One thing to consider is that Mars is a uniquely difficult body to land upon, and landing failures comprise roughly a third of all failures. Mars, unlike the Moon or other small bodies, has a thin but definite atmosphere, but not one that is as dense as that of Earth or Titan. This means that the lander has to be protected from aeroheating from ram pressure and erosion during re-entry, but the dynamic pressure Q developed by the motion of the lander through the atmosphere is less for the same ground speed (by a squared factor) which makes designing an inflatable decelerator system (parachutes, ballutes) very challenging, and makes gliding re-entry modes nearly impossible. Large biconic and reconfigurable wing systems has been suggested, but the sheer amount of lifting surface required for a significant payload just won’t fit in current launch vehicle payload envelopes.

Of course, this doesn’t explain the software and system testing errors that have contributed to more recent failures such as the Mars Climate Orbiter and Mars Polar Lander, which are arguably due to misguided cost-saving measures in verification testing and poor risk management processes.

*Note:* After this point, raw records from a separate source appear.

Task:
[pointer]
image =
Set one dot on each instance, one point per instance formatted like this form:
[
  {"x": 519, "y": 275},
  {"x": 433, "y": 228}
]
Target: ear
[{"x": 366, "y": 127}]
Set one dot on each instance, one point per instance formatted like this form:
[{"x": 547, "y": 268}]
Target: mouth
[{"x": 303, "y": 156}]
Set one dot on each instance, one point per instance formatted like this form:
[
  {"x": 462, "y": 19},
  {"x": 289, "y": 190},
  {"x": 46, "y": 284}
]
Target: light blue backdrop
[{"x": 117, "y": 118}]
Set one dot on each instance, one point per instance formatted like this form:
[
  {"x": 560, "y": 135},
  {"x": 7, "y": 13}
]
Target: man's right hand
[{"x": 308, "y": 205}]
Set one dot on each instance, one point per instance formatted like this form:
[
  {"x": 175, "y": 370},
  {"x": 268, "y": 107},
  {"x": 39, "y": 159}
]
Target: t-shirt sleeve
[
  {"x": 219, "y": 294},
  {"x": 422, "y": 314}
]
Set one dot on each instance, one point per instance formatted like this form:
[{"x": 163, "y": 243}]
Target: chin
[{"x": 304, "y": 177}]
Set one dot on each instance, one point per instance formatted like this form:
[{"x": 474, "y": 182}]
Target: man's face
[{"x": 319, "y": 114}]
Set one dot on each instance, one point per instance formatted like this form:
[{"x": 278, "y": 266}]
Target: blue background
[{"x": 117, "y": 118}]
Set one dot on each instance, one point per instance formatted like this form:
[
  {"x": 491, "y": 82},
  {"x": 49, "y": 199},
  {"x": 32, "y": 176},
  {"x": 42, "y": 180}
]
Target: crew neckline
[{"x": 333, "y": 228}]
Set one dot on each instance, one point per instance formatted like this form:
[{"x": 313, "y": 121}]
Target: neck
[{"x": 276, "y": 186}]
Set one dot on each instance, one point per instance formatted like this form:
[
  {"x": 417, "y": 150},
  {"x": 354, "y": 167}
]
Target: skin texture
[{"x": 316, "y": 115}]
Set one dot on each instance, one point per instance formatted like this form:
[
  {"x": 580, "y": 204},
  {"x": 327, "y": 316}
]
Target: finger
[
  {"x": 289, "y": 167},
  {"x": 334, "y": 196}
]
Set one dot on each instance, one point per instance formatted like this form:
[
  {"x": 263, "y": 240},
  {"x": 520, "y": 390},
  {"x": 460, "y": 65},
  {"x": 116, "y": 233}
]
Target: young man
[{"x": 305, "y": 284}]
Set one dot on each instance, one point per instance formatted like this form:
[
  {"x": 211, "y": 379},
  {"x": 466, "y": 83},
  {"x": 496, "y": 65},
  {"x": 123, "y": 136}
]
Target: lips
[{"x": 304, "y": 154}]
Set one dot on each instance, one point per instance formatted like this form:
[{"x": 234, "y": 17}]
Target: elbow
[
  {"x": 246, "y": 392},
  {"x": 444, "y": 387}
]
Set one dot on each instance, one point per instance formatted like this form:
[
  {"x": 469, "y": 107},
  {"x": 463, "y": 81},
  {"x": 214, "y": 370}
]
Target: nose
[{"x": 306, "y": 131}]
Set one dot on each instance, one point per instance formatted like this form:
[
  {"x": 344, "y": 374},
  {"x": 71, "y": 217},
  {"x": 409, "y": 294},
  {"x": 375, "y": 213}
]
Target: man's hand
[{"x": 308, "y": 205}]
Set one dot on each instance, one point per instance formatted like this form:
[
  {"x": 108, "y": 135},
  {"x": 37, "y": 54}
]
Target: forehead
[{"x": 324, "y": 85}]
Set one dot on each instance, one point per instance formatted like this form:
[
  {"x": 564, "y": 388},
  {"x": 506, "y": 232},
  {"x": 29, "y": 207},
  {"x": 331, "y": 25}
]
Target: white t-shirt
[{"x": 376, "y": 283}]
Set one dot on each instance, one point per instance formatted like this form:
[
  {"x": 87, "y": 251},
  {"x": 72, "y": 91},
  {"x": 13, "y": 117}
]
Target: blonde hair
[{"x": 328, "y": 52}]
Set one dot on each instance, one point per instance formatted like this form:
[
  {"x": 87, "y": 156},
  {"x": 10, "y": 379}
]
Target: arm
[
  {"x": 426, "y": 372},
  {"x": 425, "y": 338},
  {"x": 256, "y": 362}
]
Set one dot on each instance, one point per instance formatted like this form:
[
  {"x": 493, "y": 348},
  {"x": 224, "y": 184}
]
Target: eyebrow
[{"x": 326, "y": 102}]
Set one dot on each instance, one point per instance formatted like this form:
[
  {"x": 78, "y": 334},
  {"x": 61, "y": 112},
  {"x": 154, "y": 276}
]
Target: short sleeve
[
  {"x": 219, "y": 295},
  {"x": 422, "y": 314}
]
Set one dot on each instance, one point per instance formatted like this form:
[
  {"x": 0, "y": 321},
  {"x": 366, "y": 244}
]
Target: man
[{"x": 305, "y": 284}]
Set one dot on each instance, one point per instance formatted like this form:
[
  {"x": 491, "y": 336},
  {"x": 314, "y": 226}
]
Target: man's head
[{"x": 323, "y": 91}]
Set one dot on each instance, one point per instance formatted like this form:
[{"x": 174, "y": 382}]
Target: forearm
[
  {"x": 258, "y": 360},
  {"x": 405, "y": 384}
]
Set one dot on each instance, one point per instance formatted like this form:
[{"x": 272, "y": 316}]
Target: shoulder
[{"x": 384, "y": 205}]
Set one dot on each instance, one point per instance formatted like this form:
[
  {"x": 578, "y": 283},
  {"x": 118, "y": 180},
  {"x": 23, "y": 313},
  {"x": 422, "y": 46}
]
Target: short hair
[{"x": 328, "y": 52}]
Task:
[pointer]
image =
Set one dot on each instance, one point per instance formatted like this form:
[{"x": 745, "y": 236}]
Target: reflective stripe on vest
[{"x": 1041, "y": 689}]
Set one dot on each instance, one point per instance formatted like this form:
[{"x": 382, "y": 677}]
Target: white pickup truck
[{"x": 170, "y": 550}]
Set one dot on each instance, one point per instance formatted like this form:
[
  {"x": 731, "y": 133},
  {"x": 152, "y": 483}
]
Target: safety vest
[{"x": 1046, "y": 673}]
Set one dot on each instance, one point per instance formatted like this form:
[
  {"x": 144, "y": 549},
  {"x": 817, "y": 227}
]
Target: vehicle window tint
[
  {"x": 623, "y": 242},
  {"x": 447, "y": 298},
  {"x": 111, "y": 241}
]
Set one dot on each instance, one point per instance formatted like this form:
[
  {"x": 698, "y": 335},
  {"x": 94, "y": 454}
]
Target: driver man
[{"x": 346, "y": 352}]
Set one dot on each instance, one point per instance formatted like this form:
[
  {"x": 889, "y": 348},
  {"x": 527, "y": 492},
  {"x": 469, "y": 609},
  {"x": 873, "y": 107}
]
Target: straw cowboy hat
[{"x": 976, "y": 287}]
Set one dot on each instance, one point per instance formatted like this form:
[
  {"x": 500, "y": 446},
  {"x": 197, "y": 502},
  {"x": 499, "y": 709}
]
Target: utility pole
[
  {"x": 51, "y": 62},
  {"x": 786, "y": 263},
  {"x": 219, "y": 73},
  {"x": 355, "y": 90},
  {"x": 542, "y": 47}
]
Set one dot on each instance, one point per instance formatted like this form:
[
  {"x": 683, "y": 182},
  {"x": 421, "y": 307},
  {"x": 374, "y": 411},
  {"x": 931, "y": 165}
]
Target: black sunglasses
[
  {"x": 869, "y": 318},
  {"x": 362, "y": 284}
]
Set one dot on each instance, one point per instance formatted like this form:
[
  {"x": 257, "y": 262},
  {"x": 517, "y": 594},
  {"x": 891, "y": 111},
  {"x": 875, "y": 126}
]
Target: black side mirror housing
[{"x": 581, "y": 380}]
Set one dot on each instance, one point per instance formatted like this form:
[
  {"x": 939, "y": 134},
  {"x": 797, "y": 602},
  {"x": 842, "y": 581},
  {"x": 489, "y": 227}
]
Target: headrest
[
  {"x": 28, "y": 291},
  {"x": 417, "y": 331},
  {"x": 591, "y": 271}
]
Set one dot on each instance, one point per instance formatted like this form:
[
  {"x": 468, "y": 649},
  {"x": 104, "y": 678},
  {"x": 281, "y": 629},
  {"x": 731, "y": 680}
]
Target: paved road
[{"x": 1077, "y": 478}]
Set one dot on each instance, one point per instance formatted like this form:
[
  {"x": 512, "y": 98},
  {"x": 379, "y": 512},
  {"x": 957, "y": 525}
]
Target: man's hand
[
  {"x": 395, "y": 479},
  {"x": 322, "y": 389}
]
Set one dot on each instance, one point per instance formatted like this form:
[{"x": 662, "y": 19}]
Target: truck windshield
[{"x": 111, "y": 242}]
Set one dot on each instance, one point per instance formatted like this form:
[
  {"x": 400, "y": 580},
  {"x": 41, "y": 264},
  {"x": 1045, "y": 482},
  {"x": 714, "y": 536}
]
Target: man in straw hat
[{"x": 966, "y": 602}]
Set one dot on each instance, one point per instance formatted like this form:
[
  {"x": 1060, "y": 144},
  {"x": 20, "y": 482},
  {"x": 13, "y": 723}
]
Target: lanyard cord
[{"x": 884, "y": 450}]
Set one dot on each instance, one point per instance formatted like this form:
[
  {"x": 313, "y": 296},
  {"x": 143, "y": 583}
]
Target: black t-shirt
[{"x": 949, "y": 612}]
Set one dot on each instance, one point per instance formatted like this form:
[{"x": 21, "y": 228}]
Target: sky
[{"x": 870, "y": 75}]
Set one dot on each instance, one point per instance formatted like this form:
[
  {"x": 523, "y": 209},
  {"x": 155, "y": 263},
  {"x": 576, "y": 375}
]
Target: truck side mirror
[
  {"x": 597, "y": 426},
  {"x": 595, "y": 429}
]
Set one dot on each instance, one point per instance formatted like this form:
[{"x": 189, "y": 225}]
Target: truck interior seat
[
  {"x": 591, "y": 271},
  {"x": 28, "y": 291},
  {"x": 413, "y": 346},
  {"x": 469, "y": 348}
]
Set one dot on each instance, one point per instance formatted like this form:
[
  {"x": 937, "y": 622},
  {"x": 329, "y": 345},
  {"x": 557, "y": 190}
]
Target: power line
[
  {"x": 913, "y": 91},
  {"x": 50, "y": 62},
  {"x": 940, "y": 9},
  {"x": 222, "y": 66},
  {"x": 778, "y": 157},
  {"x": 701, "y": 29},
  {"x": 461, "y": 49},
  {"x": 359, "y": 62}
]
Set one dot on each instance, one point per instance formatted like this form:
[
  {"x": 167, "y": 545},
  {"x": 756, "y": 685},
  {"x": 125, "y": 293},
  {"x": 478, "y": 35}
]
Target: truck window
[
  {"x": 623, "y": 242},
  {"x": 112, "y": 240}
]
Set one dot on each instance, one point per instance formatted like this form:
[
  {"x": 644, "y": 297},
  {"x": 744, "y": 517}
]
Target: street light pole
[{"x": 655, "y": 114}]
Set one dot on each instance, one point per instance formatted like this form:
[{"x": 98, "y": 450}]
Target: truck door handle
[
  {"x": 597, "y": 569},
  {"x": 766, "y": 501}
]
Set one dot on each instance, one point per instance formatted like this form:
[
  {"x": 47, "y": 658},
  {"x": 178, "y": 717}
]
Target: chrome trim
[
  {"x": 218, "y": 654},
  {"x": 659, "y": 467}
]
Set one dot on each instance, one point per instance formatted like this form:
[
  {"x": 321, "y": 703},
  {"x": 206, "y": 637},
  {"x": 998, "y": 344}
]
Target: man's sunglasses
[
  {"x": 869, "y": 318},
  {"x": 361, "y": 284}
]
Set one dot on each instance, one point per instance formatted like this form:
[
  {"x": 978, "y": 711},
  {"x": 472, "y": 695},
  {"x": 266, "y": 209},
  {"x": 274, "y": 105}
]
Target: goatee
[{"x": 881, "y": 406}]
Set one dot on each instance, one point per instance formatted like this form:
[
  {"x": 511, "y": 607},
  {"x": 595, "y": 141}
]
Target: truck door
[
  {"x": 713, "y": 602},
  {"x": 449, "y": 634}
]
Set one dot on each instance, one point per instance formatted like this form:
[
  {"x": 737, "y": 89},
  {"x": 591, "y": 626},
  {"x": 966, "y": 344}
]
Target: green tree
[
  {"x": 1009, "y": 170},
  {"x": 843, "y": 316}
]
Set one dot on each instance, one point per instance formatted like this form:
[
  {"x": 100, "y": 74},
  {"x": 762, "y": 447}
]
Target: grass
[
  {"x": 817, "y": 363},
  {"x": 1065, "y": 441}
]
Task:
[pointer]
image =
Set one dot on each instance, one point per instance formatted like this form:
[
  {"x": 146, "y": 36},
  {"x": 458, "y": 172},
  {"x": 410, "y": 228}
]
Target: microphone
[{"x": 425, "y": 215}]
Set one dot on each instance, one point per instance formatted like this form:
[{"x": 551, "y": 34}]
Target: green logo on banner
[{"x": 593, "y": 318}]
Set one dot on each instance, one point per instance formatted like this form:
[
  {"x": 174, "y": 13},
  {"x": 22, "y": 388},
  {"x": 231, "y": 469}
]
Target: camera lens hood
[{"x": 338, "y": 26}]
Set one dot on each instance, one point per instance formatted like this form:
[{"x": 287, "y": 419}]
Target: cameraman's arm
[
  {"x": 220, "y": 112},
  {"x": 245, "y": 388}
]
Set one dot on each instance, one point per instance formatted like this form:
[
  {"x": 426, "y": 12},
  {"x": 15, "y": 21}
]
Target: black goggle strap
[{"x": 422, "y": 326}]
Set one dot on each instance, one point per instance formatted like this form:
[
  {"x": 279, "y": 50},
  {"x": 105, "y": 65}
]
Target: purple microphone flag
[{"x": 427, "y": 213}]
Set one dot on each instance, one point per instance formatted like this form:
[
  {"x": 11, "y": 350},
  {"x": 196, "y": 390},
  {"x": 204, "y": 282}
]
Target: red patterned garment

But in general, NASA has been far more successful than Russia/the former Soviet Union in both early and mor recent missions including Mariner 6, 7, and 9, and the Viking 1 & 2 landers, which was a nice turnaround from Venus missions, on which the Soviets had far more success and accomplishment with their Venera probes.

Stranger

Wow, somehow I was totally in the dark about this mission.

That rover is huge! I watched the videos linked previously and find it interesting that the rover will be able to take rock samples via drilling and then analyze the dust. I’m curious how that gets done, as far as cross contamination. Does anyone know? Is the sample instrument “cleaned” somehow?

The landing method seems awfully complicated. Hopefully everything will go as planned.

Apparently the landing procedure they’re using with Curiosity is what they think will be used to land the first astronauts on Mars, so there’s even more reason to hope it works as planned.

That was my impression when I saw the video. There are a LOT of things that have to work properly to not cause total mission failure - including EIGHT rocket engines that ALL have to fire properly during the final deceleration phase. Then the four-engine hover/skycrane mode? Wow. One assumes NASA’s engineers have done their homework, but still, I’ll be somewhat surprised if the rover makes it to the surface intact.

Well, these are things that if we’re going to ever be bad-ass interplanetary travelers, we’re going to have to get right sooner or later. They aren’t trying this technique out on puppies, at least. :slight_smile:

I’m always deeply interested in any probe or lander we fire off. Of course, the real excitement comes upon a successful landing here. August can’t come soon enough.

I wonder how long before James Cameron (or someone) teams up with IMAX and NASA to send a 3D IMAX camera probe to beam back a truly Martian experience.

A truly Martian experience for me would be the microphone that was on one of the landers that crashed. I wish they would do that again. To hear the Martian wind!

Well, an IMAX/NASA mission would include a microphone as well. And Morgan Freeman would also have to be aboard to narrate.

Nah, James Earl Jones.

“Hiss…John Carter, I am your Father. Hiss…”

JEJ would drive up the payload, but Mark Hamill’s doing voice work and I don’t think anyone will miss him.